Jeffard smiled at the conceit, but he spoke to the truism.
"I hope your first impressions of me won't be lasting," he ventured. "I think I was more than usually churlish last night."
She glanced up quickly. "There should be no 'last night' for us," she averred.
"Forgive me; you are quite right. But no matter what happens there always will be."
Her gaze lost itself among the circling figures beyond the archway, and the truth of the assertion drove itself home with a twinge of something like regret. But when she turned to him again there was unashamed frankness in the clear gray eyes.
"What poor minions the conventions have made us," she said. "Let us be primitive and admit that our acquaintance began last night. Does that help you?"
"It will help me very much, if you will let me try to efface the first impression."
"Does it need effacing?"
"I think it must. I was moody and half desperate."
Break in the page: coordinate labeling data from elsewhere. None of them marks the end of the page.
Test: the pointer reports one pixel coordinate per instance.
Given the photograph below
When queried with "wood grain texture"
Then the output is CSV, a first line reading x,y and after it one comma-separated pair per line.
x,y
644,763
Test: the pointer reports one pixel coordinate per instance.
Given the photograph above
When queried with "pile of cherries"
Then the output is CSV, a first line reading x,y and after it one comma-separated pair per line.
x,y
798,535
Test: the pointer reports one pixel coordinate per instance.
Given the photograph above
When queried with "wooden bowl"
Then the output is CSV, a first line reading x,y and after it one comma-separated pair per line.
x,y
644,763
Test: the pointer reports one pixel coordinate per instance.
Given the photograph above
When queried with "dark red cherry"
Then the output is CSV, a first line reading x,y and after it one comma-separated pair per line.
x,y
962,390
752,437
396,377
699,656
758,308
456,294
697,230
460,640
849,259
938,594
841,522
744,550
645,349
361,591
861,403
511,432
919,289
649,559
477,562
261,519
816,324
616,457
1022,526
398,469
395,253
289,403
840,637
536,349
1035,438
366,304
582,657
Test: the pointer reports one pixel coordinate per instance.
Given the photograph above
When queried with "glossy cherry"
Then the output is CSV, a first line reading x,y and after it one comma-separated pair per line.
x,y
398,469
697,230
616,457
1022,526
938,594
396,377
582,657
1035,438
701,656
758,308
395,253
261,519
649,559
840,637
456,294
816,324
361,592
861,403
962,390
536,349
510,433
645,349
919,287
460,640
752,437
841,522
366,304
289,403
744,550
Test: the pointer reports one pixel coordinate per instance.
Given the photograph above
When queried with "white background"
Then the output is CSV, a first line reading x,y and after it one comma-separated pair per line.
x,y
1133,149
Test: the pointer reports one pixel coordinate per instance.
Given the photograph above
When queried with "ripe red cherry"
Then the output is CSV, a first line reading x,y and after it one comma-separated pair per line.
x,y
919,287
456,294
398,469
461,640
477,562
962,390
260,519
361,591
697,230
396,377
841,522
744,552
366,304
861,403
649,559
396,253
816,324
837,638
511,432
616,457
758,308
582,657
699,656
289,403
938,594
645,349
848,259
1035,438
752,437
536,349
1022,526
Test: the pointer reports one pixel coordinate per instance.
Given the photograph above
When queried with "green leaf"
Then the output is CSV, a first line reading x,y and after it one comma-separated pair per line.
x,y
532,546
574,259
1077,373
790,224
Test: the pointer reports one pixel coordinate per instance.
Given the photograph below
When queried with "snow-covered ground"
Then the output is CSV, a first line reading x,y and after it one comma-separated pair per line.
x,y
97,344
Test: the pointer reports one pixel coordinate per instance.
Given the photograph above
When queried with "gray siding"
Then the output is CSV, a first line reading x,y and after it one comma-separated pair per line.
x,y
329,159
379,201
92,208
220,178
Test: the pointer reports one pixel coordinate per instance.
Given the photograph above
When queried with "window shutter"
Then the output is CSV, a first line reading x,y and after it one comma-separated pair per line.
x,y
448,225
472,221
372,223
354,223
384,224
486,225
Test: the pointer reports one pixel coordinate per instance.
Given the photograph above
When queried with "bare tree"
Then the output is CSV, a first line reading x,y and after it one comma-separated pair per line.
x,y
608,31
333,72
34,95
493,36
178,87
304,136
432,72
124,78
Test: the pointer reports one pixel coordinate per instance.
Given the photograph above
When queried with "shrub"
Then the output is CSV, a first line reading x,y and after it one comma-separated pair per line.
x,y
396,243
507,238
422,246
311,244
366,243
He stopped, and she knew that he was waiting for some sign of encouragement. She looked away again, meaning not to give it. It is one of the little martyrdoms of sympathetic souls to invite confidences and thereby to suffer vicariously for the misdoings of the erring majority, and her burdens in this wise were many and heavy. Why should she go out of her way to add to them those of this man who ought to be abundantly able to carry his own? Thus the unspoken question, and the answer came close upon the heels of it. But for her own curiosity, – impertinence, she had begun to call it, – the occasion would never have arisen.
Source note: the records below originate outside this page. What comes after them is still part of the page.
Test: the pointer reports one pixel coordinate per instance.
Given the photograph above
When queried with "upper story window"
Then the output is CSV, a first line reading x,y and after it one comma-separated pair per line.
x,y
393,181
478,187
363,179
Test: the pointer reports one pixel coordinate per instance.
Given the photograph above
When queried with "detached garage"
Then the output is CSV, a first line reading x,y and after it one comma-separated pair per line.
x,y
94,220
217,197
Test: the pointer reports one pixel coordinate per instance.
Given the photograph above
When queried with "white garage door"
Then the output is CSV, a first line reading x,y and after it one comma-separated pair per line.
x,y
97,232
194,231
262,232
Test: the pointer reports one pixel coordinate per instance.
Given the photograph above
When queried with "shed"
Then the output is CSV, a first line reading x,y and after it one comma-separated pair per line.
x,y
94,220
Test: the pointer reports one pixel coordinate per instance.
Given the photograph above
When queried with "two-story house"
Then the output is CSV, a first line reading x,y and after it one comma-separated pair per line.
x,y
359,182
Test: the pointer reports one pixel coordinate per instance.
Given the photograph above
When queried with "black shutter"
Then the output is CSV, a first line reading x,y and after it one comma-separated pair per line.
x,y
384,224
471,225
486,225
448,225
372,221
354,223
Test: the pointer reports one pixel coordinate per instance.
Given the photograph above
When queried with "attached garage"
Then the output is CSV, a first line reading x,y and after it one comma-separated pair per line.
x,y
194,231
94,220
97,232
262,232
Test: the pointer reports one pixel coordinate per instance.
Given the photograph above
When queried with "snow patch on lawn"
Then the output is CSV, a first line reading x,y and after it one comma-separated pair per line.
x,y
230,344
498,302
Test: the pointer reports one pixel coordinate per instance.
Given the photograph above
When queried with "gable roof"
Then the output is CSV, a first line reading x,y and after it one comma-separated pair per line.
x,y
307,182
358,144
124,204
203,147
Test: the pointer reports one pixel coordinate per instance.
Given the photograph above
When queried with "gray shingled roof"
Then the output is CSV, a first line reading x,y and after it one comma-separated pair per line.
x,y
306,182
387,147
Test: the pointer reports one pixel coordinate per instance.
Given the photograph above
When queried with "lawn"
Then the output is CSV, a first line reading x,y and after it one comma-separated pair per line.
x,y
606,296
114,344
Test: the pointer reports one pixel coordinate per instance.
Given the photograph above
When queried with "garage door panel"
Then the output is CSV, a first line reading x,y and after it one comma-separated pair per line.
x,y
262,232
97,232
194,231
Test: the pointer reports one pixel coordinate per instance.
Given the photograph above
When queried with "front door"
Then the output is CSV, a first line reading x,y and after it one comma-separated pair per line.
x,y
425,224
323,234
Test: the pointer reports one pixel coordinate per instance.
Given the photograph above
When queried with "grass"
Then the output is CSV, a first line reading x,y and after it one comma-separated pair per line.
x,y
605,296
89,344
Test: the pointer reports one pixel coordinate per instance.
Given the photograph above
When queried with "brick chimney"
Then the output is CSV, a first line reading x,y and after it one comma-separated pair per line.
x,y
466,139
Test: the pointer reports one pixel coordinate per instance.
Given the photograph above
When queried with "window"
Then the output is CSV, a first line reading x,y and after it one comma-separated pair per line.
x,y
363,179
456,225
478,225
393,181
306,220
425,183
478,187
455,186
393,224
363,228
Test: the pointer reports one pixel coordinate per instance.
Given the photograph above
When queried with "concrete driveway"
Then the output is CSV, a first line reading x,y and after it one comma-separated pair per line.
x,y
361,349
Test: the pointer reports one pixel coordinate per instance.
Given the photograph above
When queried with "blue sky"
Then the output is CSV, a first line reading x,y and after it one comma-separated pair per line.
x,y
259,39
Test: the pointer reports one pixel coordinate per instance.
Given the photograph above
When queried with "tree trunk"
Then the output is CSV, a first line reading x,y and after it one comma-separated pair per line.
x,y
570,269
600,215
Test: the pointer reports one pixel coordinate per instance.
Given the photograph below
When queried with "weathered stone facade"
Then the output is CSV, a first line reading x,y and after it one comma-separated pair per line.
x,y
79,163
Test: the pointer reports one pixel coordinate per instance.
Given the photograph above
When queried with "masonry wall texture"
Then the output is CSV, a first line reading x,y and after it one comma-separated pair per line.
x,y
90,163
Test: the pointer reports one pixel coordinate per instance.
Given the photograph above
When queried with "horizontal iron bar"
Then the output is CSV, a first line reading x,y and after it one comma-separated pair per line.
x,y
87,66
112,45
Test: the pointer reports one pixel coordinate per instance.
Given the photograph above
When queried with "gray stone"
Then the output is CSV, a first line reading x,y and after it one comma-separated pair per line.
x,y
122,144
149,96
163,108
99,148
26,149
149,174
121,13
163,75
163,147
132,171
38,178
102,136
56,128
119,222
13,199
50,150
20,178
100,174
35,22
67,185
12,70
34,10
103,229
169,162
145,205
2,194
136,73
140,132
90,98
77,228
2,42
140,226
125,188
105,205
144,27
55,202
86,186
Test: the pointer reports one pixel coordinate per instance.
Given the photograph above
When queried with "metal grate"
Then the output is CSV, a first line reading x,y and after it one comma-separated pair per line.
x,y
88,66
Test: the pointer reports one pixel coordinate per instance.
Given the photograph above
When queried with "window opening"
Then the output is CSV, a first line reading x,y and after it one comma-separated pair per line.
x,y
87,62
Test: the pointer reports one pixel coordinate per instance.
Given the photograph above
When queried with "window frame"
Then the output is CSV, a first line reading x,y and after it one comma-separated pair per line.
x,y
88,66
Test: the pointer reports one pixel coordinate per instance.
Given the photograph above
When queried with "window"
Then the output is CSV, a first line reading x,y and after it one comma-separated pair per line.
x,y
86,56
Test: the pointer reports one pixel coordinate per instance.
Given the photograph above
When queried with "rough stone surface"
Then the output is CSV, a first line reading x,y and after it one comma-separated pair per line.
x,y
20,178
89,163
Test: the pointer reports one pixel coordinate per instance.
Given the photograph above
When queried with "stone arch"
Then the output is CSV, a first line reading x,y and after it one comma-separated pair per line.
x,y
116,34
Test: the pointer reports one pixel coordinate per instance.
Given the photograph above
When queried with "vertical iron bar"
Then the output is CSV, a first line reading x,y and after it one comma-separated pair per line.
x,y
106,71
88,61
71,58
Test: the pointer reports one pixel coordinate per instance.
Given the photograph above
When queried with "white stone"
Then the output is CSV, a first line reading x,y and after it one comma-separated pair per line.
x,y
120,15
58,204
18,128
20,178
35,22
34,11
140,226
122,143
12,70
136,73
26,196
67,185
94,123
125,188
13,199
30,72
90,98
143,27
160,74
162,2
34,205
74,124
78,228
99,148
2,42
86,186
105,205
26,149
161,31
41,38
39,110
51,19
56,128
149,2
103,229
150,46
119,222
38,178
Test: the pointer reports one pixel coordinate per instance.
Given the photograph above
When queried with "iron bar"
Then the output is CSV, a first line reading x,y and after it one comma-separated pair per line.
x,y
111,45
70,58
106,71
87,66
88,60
"I am listening," she said, giving him his sign.
Being permitted to speak freely, Jeffard found himself suddenly tongue-tied. "I don't know what I ought to say, – if, indeed, I ought to say anything at all," he began. "I think I gave you to understand that the world had been using me rather hardly."
"And if you did?"
A palpitant couple, free of the waltz, came up the stair, and Jeffard rose to make way. When the breathless ones perched themselves on the landing above, he went on, standing on the step below her and leaning against the baluster.
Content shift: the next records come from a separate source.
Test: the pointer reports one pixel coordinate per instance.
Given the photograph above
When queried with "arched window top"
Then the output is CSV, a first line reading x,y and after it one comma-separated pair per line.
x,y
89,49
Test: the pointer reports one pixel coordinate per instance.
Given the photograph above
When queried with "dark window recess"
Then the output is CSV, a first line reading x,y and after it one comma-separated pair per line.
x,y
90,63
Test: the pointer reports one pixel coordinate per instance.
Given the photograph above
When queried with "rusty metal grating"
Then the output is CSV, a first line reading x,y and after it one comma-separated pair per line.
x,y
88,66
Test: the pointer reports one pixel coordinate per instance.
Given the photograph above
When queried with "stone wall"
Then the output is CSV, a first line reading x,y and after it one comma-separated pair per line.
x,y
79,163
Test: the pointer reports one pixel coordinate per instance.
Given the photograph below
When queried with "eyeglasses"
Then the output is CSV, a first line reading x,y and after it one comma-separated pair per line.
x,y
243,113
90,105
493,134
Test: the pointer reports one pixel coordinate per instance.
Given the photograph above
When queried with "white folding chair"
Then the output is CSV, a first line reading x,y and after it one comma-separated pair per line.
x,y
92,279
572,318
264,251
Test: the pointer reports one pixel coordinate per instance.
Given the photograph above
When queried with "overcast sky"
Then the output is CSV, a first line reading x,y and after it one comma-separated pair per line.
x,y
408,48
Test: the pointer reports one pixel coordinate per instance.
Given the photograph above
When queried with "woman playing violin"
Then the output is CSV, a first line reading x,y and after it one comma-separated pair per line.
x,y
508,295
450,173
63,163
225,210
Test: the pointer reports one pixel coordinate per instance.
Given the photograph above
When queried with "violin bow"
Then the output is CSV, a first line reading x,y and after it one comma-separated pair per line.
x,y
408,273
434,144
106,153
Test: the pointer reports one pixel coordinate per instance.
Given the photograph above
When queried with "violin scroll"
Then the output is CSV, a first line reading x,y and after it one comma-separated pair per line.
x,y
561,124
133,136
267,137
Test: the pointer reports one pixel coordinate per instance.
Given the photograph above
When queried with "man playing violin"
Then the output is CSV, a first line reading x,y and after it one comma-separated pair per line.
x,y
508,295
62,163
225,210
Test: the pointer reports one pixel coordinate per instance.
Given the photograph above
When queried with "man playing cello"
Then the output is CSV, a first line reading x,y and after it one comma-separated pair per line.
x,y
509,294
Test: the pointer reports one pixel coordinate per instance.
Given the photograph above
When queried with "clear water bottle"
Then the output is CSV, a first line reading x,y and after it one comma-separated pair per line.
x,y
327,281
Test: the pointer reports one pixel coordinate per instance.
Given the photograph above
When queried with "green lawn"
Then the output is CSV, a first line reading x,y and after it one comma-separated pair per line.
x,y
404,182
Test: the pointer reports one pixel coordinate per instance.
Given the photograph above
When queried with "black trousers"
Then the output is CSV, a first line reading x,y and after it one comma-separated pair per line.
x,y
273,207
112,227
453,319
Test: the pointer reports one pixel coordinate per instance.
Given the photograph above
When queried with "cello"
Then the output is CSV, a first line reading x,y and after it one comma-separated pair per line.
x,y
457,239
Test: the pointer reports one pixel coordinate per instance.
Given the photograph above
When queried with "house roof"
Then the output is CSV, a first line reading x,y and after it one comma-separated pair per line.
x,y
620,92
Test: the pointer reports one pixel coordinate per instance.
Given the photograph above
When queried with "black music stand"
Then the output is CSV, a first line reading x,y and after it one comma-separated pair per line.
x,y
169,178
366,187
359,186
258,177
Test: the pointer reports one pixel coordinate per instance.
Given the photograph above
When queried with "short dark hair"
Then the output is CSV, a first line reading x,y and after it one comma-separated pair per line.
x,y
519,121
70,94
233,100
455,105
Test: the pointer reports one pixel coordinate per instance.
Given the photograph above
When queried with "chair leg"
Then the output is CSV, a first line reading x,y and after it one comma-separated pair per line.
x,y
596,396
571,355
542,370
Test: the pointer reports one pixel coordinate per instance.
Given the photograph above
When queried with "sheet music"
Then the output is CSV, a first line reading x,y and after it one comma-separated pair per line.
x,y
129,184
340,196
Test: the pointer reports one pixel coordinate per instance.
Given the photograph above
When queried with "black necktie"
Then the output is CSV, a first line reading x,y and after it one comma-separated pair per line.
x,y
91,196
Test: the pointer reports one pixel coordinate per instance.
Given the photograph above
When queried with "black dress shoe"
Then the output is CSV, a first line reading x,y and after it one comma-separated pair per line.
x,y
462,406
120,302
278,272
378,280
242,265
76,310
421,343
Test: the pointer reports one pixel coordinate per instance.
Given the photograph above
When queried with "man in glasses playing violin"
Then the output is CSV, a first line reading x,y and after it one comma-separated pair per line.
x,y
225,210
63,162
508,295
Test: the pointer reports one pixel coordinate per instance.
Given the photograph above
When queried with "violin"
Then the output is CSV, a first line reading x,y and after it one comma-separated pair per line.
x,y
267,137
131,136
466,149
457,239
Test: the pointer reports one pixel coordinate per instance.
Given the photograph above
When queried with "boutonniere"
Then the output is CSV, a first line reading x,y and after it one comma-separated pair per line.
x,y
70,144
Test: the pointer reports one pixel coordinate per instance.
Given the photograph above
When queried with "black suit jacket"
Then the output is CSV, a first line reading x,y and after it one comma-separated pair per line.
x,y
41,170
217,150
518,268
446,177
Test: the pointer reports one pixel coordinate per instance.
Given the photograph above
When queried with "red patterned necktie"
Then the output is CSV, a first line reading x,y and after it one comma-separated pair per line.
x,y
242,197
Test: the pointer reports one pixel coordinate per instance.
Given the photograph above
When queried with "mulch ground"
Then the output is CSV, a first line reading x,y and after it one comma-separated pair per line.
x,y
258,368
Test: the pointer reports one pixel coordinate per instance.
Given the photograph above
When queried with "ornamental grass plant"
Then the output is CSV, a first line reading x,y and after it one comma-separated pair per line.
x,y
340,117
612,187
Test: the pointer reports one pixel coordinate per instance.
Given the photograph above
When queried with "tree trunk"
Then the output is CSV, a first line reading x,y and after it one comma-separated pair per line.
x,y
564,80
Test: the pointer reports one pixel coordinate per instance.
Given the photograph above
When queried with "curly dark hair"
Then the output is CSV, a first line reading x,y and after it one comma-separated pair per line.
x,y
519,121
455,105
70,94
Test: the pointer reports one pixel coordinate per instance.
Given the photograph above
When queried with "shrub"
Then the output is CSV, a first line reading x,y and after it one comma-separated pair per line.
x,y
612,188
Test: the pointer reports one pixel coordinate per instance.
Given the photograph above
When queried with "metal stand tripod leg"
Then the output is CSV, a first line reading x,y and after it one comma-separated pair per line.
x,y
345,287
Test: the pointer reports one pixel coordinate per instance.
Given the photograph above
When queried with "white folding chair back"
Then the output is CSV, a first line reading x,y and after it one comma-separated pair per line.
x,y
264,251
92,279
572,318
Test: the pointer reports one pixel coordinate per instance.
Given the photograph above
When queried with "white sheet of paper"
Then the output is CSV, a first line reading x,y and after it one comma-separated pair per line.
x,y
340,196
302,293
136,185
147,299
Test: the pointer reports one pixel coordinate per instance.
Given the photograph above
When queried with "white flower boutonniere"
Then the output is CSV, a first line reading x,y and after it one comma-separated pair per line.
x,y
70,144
"If I did, it was an implied untruth. It's a trite saying that the world is what we make it, and I am quite sure now that I have been making my part of it since I came to Denver. I'm not going to afflict you with the formula, but I shall feel better for having told you that I have torn it up and thrown it away."
"And you will write out another?"
"Beginning with to-morrow. I leave Denver in the morning."
"You are not going back?" She said it with a little tang of deprecation in the words.
His heart warmed to the small flash of friendly interest, and he smiled and shook his head. "No, that would never do – without the fortune, you know. I'm going to the mountains; with pick and shovel, if need be.